Monitoring dan pemeliharaan juga tidak boleh dilupakan. Perlu dipersiapkan sistem dan manajemen pemeliharaan yang baku, mengingat kompleksitas strukturnya cukup tinggi dan kawasan ini berada pada daerah Patahan Semangko. Peralatan yang memadai untuk dapat mengamati seluruh detail struktur sangat diperlukan.

Apa yang Khusus dari Jembatan kelok-9

Dari sisi konstruksi, jembatan kelok-9 sangat unik menyatu serta melengkapi kelestarian lingkungan cagar alam.
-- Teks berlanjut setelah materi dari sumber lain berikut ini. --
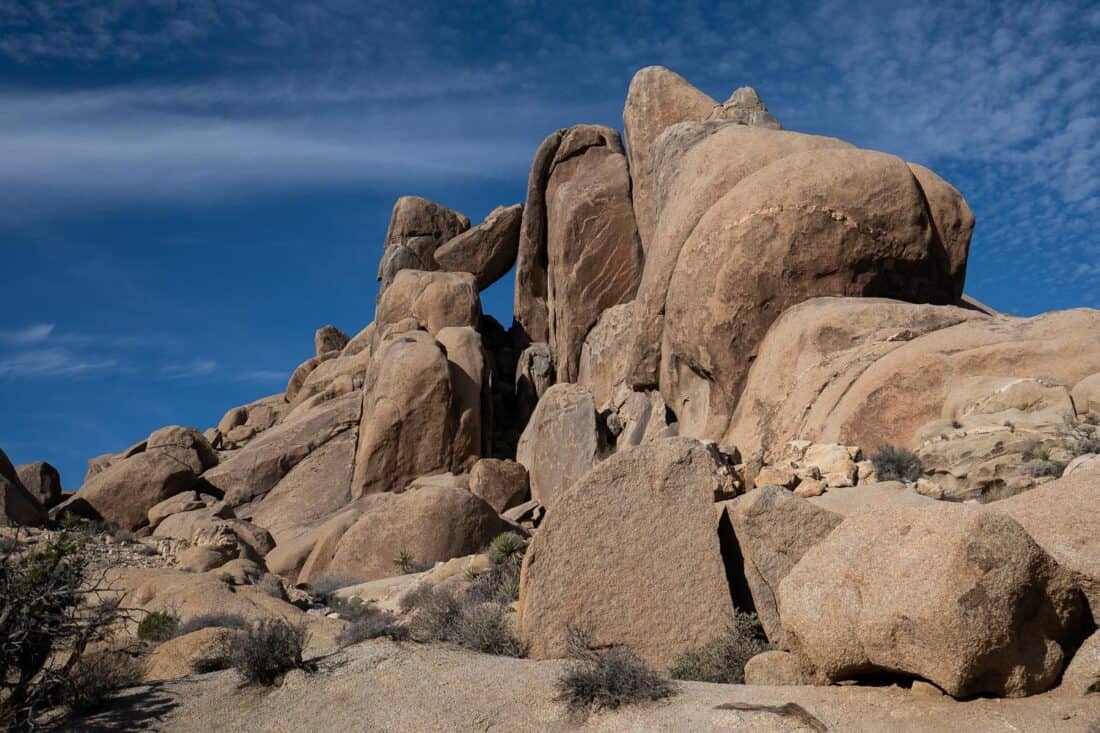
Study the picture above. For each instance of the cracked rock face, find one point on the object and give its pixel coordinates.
(579, 248)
Struktur jembatan kelok-9 juga dibuat beragam, baik bangunan atas, pilar dan pondasinya yang bisa menjadi full scale models bagi pembelajaran para insinyur Indonesia. Kemudian dalam pengelolaan kawasan, juga menggambarkan kerjasama yang harmonis antara pengelola kawasan hutan lindung dengan pengelola infrastruktur transportasi. Namun dari semuanya itu, yang paling khusus dari jembatan kelok-9 adalah murni karya bangsa Indonesia, mulai dari desain, pelaksanaan pembangunan, sampai pendanaannya. Kedaulatan pembangunan infrastruktur tidak saja mampu meningkatkan kesejahteraan masyarakat dan ekonomi, tetapi menunjukkan kembali kebanggaan insinyur Indonesia atas kemampuannya, sebagaimana pernah ditunjukkan oleh Ir. Soekarno dan Ir. Soetami sewaktu membangun jembatan Semanggi, Hotel Indonesia, dan Gedung MPR/DPR sehingga reputasinya setara dengan bangsa-bangsa lainnya. Selamat berkarya Insinyur Indonesia.